Fungi, Cloud ears, dried: 159mg

Seaweed, wakame, raw: 150mg  

Taro, cooked: 149mg  

Cocoa powder: 149mg

Bok choy: 123mg

Milk, regular fat: 98mg

 

Calcium Supplements

Some calcium supplements are very hard to digest, while others are easier. Best forms – Calcium citrate, calcium citrate malate and calcium gluconate. Natural seaweed based calciums are also easily absorbed and used by the body.

Forms such as calcium orotate and carbonate are cheap, very hard to digest and should be avoided.

Also calcium carbonate from oyster shells or dolomite may be contaminated with heavy metals such as lead and aluminium.

Calcium hydroxyappetite is made from crushed bones and has been found to be more easily absorbed than carbonate and orotate.

Calcium absorption inhibited by:

Phytate: (phytic acid) inhibits calcium absorption. 

Some fibres – bind to calcium and decrease absorption.

Oxalate – chelates calcium and increases fecal calcium excretion.
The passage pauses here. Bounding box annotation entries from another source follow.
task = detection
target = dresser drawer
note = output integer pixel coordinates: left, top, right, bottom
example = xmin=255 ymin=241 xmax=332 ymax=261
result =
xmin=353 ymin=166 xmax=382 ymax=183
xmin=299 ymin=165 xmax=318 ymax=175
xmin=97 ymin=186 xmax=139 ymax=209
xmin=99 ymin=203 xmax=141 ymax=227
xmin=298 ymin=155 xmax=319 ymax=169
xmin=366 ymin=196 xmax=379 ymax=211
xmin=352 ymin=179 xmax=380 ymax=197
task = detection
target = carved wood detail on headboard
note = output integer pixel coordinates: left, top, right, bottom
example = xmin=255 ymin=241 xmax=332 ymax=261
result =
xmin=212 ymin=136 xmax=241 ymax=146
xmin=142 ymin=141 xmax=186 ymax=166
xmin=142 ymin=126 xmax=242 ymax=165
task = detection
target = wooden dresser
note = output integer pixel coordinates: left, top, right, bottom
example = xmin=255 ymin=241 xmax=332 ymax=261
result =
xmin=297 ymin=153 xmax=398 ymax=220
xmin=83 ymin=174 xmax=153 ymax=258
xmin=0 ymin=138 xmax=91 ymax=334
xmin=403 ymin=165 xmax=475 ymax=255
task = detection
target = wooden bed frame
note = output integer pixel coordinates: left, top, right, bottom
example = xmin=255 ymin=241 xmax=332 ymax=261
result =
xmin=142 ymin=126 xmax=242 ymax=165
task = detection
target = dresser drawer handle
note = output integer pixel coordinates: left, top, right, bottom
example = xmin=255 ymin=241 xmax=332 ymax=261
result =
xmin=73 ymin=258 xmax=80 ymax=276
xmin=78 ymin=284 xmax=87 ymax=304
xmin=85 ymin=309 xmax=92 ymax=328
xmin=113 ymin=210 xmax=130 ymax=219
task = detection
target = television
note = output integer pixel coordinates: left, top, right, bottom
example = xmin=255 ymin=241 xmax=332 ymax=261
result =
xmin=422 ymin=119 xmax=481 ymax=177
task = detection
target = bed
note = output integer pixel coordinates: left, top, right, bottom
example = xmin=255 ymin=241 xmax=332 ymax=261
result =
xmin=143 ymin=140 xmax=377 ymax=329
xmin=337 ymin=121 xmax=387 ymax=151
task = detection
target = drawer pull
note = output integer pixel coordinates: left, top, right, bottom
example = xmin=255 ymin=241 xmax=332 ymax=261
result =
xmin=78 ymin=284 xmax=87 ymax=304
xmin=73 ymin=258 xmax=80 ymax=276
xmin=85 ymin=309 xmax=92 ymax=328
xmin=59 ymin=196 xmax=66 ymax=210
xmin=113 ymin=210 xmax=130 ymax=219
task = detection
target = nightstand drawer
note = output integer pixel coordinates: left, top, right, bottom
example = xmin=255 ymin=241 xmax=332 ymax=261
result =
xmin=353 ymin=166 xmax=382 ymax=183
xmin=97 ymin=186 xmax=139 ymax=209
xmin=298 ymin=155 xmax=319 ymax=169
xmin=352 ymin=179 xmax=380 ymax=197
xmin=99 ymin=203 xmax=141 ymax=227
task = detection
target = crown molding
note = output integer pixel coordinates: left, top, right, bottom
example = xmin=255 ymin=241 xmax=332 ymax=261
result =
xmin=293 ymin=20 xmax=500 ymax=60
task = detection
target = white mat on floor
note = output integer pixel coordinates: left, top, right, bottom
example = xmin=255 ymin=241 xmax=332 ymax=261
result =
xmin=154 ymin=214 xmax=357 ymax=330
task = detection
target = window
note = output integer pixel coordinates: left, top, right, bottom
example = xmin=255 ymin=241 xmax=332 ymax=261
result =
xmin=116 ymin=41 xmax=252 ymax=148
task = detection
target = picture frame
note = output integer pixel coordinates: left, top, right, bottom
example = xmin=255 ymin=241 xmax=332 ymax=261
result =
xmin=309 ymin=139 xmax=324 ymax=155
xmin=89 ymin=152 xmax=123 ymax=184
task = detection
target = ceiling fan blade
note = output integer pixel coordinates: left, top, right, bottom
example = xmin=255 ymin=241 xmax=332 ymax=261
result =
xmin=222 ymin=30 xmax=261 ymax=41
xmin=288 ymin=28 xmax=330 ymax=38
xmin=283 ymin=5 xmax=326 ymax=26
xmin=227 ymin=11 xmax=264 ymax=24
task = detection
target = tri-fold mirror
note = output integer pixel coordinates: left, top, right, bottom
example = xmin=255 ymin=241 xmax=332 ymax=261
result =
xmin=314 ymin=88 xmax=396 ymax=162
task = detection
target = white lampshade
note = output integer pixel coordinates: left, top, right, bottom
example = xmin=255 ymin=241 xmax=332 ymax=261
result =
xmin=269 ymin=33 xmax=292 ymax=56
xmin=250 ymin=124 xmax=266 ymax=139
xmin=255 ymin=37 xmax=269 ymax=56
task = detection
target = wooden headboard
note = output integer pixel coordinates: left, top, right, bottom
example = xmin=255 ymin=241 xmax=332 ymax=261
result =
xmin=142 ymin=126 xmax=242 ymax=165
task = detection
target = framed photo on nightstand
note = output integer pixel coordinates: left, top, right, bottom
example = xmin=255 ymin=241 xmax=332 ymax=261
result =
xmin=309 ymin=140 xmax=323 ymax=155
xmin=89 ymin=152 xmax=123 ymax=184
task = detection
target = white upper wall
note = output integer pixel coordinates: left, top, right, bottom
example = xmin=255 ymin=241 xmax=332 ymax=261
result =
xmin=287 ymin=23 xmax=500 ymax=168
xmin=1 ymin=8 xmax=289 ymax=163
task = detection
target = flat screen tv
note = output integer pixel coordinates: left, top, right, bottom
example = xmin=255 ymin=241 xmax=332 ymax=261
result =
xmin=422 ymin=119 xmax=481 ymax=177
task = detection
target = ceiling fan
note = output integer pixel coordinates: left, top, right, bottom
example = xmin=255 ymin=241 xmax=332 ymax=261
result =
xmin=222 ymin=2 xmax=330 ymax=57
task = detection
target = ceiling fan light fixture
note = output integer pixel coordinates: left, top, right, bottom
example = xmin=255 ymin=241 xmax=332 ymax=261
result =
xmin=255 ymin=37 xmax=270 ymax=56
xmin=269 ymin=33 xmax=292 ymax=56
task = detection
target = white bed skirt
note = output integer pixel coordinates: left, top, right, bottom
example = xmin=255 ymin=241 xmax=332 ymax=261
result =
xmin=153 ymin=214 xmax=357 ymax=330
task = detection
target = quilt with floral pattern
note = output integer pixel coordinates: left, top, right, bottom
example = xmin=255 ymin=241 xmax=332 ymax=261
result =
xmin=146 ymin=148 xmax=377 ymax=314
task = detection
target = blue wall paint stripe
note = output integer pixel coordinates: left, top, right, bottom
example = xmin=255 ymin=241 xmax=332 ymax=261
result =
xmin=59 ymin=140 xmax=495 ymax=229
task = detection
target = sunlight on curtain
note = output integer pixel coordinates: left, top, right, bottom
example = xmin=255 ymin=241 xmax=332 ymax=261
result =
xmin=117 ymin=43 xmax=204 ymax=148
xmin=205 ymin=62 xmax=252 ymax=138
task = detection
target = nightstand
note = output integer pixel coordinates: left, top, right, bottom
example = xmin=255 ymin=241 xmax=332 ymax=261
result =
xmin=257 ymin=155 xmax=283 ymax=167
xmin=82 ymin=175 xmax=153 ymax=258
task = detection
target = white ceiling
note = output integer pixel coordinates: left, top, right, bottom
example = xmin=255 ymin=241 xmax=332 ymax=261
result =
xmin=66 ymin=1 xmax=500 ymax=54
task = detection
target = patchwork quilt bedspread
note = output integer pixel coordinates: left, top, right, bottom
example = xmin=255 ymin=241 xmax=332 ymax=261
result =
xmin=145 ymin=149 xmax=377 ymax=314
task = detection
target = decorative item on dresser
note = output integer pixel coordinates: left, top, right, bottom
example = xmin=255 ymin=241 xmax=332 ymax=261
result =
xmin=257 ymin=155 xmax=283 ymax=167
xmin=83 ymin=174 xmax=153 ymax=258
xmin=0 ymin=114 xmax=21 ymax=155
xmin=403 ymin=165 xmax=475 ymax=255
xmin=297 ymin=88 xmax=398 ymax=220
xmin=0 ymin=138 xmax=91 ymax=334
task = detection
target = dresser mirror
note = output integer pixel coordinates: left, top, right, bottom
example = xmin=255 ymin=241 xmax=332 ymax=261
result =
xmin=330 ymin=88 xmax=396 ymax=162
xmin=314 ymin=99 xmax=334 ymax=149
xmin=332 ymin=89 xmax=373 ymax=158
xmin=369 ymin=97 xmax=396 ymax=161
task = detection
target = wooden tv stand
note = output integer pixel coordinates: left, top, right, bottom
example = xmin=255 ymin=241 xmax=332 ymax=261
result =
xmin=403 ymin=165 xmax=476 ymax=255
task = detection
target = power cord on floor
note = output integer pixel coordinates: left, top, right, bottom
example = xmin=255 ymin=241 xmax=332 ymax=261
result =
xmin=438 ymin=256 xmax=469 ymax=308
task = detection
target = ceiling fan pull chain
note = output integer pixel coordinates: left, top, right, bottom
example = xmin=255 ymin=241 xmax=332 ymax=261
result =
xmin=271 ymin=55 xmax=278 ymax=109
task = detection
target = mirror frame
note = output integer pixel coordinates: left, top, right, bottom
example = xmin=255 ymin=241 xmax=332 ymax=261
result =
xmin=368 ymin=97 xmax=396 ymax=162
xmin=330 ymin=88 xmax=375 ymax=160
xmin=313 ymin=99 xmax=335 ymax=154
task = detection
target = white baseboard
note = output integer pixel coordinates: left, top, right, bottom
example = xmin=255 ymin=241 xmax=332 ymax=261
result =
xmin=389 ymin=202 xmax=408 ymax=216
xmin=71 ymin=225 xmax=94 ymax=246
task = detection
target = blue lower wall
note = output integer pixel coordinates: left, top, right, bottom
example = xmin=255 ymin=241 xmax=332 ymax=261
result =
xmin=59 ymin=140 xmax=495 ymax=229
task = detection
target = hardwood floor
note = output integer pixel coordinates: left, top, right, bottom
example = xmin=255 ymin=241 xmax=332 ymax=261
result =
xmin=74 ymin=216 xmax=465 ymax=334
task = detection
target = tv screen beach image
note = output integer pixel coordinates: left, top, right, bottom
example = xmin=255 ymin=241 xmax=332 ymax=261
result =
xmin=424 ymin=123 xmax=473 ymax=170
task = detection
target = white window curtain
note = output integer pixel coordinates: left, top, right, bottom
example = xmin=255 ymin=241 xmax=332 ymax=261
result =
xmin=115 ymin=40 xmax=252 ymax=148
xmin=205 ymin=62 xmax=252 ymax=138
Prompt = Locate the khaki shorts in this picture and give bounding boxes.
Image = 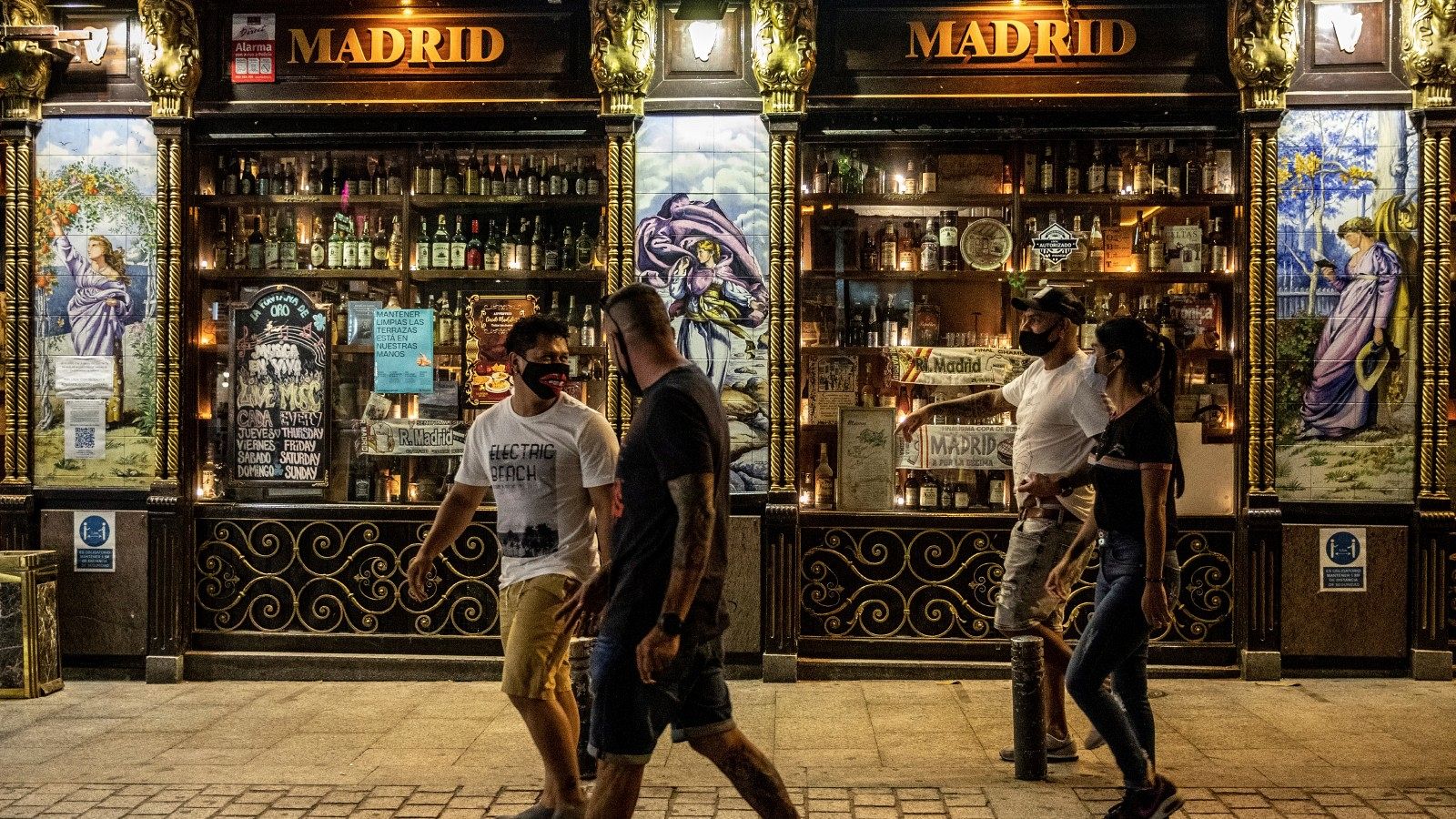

Oxaltes are found in – spinach, rhubarb, swiss chard, celery, beets, eggplant, green okra, squash, blueberries, strawberries, blackberries, gooseberries, nuts – peanuts, pecans, tea, ovaltine, cocoa.

Magnesium, zinc and iron all compete with calcium for absorption.

Unabsorbed fatty acids in significant quantities in the gastrointestinal tract, form insoluble calcium soaps which cannot be absorbed and are therefore excreted in faeces.

Caffeine; produces small increases in urinary calcium excretion. It may also increase secretion of calcium into the GIT increasing fecal loss.

Alcohol; It is not known how, probably through increased urinary excretion due to increased urination.

Boron supplements greater than 3mg given with magnesium supplements greater than 200mg increase urinary calcium loss.

Age, due to decreased renal calcitriol production. 

High plasma phosphorus concentrations may also decrease renal calcitriol production.

Estrogen deficiency at menopause decreases vitamin D mediated calcium absorption. This is why it is really important to make sure your calcium stores are high before menopause begins.

Calcium absorption improved by;

Vitamin D – stimulates absorption, in small intestine.

Fructose oligosaccharides, inulin and other non digestible saccharides enhance paracellular Calcium absorption.

Ingesting food or lactose (especially in infants and children) with calcium improves absorption.

Sugars, sugar alcohol (such as xylitol) and protein improve absorption.

Bacteria in the colon help to release calcium that is bound to some fermentable fibres such as pectins, releasing 4% to 10% of Calcium absorbed in a day. 

The more you need the more you absorb, children absorb up to 75% of calcium ingested, whilst non lactating, non pregnant adults absorb only 30%.

Absorption increased with increases in parathyroid hormone.

It is estimated that 20% -50% of calcium from diet is absorbed, and 20%-35% form dairy products is absorbed (g). Absorption increases during pregnancy.